Winter Olympics in the 21st Century

Because of the 9/11 terrorist attack, the 2002 Winter Olympic Games in Salt Lake City, Utah, was highly protected. The event had the highest security level of all the previous Olympic games. The United States’ Office of Homeland Security designated the Olympics a National Special Security Event (NSSE). The US Marines provided aerial surveillance and radar control, and the FBI and NSA monitored all text and email communications within the Salt Lake City area around the time of the Olympics.

The 2006 Games was a victory for Asia, most especially, South Korea. Athletes from the country won 10 medals where 6 of them were gold. The event, commonly known as Torino 2006, was held in Turin, Italy.

The 2010 Winter Olympics in Vancouver, Canada, was labeled by detractors as the “worst Olympics ever.” It was held in the midst of a recession and global warming, plus some venues were lacking in snow. They even brought in loads of snow from colder spots in the state just to fill it up. To make it worse, a Georgian luge competitor died on the training run on the day of the opening ceremonies.

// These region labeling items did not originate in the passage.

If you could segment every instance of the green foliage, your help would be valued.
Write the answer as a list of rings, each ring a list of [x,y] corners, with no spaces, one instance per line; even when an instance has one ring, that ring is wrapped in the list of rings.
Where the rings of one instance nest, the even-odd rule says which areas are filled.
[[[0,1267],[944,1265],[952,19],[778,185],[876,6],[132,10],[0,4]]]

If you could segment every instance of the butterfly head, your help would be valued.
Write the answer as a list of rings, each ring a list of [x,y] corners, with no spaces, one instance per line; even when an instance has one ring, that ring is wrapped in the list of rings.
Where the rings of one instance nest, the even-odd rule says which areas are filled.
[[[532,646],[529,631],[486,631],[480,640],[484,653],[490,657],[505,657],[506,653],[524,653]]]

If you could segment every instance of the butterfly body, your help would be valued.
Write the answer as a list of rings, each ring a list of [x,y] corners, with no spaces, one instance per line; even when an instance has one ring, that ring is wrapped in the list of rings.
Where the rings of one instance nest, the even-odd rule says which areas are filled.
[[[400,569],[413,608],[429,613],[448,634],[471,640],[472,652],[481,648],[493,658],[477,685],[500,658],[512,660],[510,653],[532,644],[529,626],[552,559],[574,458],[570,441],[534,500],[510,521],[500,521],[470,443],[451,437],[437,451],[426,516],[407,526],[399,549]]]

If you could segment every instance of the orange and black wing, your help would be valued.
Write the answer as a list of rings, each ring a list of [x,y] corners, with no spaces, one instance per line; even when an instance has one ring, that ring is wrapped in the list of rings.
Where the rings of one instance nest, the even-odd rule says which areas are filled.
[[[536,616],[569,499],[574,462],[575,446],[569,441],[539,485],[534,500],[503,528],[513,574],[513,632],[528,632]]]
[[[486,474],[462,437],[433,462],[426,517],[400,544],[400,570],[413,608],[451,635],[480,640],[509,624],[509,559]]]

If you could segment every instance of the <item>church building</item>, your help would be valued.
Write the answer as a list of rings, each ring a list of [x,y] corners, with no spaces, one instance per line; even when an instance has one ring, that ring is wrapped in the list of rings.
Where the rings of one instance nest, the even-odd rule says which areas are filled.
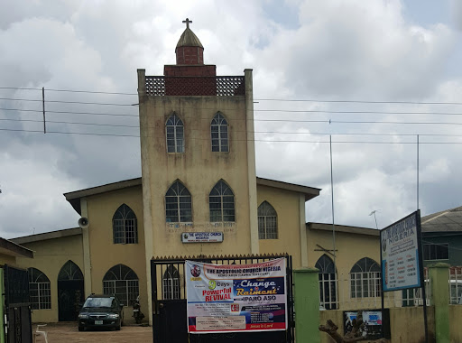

The Vancouver Games was also notable for the underperformance of the Russian athletes. The Soviets were always on the top five medal-winning countries, but in 2010, they finished 11th in gold medals and 6th in total medals. Their sports officials were immediately called to resign by their president after the Olympics. Meanwhile, Asian athletes were on the rise as they won a total of 31 medals that year.

Then came the 2014 Winter Olympics held in Sochi, Russia. For the first time, the Games was hosted by the country which dominated the medal-bagging for a long time. The Sochi Olympics was the most expensive Olympic event in history, with a cost of $51 billion to make the resort into a Games-worthy location. Over 2,800 athletes from 88 countries participated in its 98 events.

After their disappointing performance in the 2010 Games, the host nation topped the medal table this time, bagging 33 medals including 13 golds.

However, the 2014 Sochi Games was highly controversial. Issues about corruption among officials leading to cost overruns, allegations of doping by the Russian government, safety concerns for LGBT athletes and spectators, protests by ethnic Circassian activists over the site of Sochi, and terrorist threats by jihadist groups related to the insurgency in the North Caucasus prevailed the headlines that time.

The widespread state-sponsored doping allegations caused the IOC to initiate an investigation of 28 athletes from the Sochi Olympic Games in 2016. By December, Russian officials admitted that the lab director tampered with urine samples of the athletes and replaced them with clean urine so that drug tests would be negative. It was one of the biggest conspiracies in sports history, tainting not just the 2014 Winter Olympics but the integrity of the entire Olympic movement. The Russian track and field team were banned to join the 2016 Summer Olympics in Rio de Janeiro, Brazil, because of the controversy.